How to escape meta-charactor (|) in regex pattern


(Charles Deng) #1

i have defined a very simple test pipeline as:

stage 0 match either
	rule "input message does come with 7 fields";
    rule "input message does not come with 7 fields";

rule "input message does come with 7 fields"
when
	// There has 7 fields
    regex("^([^\\|]*\\|){6}[^\\|]*$",to_string($message.full_message)).matches
then
	// target fields initialized
	set_field("x_error_found",false);
	set_field("x_errors","");

	// Get input field values
	set_field("x_long_input",split("\\|",to_string($message.full_message),0));
	set_field("x_keyword_input",split("\\|",to_string($message.full_message),1));
	set_field("x_text",split("\\|",to_string($message.full_message),2));
	set_field("x_multi_fields",split("\\|",to_string($message.full_message),3));
	set_field("x_date_input",split("\\|",to_string($message.full_message),4));
	set_field("x_boolean_input",split("\\|",to_string($message.full_message),5));
	set_field("x_ip_input",split("\\|",to_string($message.full_message),6));
end

rule "input message does not come with 7 fields"
when
	not has_field("x_error_found")
then
	set_field("x_error_found",true);
	set_field("x_errors","input message does not come with 7 fields;");
end

but eventually the stored message like:

It seems the regex does not match with the message. is there any error in my pattern with

 meta charactor (|)
 escaped (\\|) 

(Jochen) #2

The following regular expression works for me:
^([^|]*\\|){6}([^|]*)$

Also take note, that group 0 includes the complete match, i. e. the content of the “full_message” field.
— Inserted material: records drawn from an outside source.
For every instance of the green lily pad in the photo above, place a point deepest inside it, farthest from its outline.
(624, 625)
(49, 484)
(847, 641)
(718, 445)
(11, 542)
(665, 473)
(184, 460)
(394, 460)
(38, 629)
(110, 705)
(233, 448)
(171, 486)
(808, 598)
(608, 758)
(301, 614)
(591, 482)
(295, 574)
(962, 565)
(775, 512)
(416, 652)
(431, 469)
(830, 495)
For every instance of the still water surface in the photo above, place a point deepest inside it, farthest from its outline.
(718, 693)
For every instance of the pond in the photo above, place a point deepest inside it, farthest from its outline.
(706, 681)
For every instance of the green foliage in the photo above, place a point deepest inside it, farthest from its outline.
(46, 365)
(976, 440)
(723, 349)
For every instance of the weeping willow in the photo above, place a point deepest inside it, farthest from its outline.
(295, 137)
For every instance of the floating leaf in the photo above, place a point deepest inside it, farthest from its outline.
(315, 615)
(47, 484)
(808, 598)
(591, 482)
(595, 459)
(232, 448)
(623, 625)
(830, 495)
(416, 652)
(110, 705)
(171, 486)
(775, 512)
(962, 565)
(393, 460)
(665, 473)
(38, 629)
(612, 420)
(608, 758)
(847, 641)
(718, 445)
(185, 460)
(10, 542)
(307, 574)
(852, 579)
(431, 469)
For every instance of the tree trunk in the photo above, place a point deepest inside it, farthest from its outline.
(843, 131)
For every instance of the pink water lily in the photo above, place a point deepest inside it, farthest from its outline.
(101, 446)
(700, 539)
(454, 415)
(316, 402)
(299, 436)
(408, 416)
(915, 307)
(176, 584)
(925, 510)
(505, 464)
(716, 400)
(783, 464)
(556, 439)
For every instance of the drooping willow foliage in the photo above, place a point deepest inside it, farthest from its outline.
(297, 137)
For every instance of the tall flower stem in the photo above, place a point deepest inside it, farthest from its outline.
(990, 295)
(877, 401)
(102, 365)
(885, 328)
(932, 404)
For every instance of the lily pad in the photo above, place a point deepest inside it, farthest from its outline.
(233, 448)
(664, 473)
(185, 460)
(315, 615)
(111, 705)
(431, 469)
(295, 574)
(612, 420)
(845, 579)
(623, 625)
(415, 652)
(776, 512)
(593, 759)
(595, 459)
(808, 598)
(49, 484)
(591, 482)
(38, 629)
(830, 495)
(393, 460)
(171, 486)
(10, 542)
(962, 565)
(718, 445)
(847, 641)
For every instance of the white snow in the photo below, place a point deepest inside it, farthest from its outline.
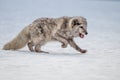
(101, 62)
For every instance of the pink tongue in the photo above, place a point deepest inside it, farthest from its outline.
(82, 36)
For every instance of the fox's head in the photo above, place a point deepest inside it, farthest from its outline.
(78, 26)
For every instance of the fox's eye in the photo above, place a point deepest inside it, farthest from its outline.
(77, 23)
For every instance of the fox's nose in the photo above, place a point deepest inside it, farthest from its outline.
(86, 33)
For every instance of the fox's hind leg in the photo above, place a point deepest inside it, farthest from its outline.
(38, 49)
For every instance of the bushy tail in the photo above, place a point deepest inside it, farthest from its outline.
(19, 41)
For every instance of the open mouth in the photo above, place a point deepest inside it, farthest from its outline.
(81, 35)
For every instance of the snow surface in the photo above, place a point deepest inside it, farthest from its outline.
(101, 62)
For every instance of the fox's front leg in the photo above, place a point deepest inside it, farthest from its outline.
(30, 46)
(62, 40)
(75, 46)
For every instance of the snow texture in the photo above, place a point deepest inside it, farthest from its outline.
(101, 62)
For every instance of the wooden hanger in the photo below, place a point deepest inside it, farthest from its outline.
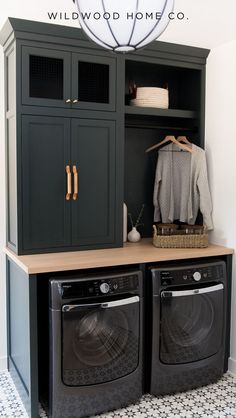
(182, 138)
(169, 138)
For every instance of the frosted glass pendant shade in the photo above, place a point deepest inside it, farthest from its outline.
(124, 25)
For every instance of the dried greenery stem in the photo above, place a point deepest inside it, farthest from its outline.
(137, 223)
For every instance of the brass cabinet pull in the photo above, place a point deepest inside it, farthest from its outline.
(76, 184)
(68, 173)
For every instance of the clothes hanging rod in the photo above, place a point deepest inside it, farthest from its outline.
(175, 128)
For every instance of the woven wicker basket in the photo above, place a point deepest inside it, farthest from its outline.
(180, 240)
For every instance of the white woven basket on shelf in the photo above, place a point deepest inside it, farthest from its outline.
(151, 97)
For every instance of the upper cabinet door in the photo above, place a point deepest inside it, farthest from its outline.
(46, 77)
(93, 156)
(93, 82)
(45, 207)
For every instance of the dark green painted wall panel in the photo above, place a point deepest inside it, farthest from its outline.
(12, 182)
(19, 344)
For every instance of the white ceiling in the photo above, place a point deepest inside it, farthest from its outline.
(207, 24)
(210, 23)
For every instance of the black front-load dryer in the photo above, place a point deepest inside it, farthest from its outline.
(95, 343)
(188, 326)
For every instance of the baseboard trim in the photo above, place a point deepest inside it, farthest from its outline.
(232, 366)
(3, 364)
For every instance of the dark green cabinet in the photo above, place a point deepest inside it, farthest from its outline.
(93, 148)
(58, 78)
(51, 219)
(70, 123)
(45, 154)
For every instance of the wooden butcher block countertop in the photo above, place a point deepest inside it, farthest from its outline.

You can also use websites such as https://www.freeformatter.com/java-regex-tester.html to test your regular expressions.


(Charles Deng) #3

Yes. I put the raw message into full_message field along with other static fields added by collector agent.
i modify the pattern accordingly, but the the result message is same:

image

the input raw message being:

13941357829|mylogs.com|just a test|graylog.mylogs.com|1522130986|true|2001:0DB8:AC10:DE01::

and why somewhere using double escape chars and somewhere use zero escape char for meta-char?


(Charles Deng) #4
^([^\|]*\|){6}([^\|]*)$

will match the input raw message in the checking page you posted :

13941357829|mylogs.com|just a test|graylog.mylogs.com|1522130986|true|2001:0DB8:AC10:DE01::

but will report error by graylog:

image


(Jochen) #5

Since the strings in the pipeline rules are pretty much just Java strings, you need to escape the backslash (\) character (i. e. \\).


(Charles Deng) #6

so why in the pattern offered by you, the first and last meta char (|) not being escaped ?


(Jochen) #7

Characters inside a character set ([...]) don’t need to be escaped.


(Charles Deng) #8

thanks.

eventually, i found when the “when condition” is:

regex("^([^|]*\\|){6}([^|]*)$",to_string($message.full_message)).matches

match will failed. but when the "when condition is:

regex("^([^|]*\\|){6}([^|]*)$",to_string($message.full_message)).matches == true

the match will successful. although i don’t know why the second rule matches and the split not work as my expecation:


image

It seems regex(…).matches cannot be treated as a boolean value directly.


(system) #9

This topic was automatically closed 14 days after the last reply. New replies are no longer allowed.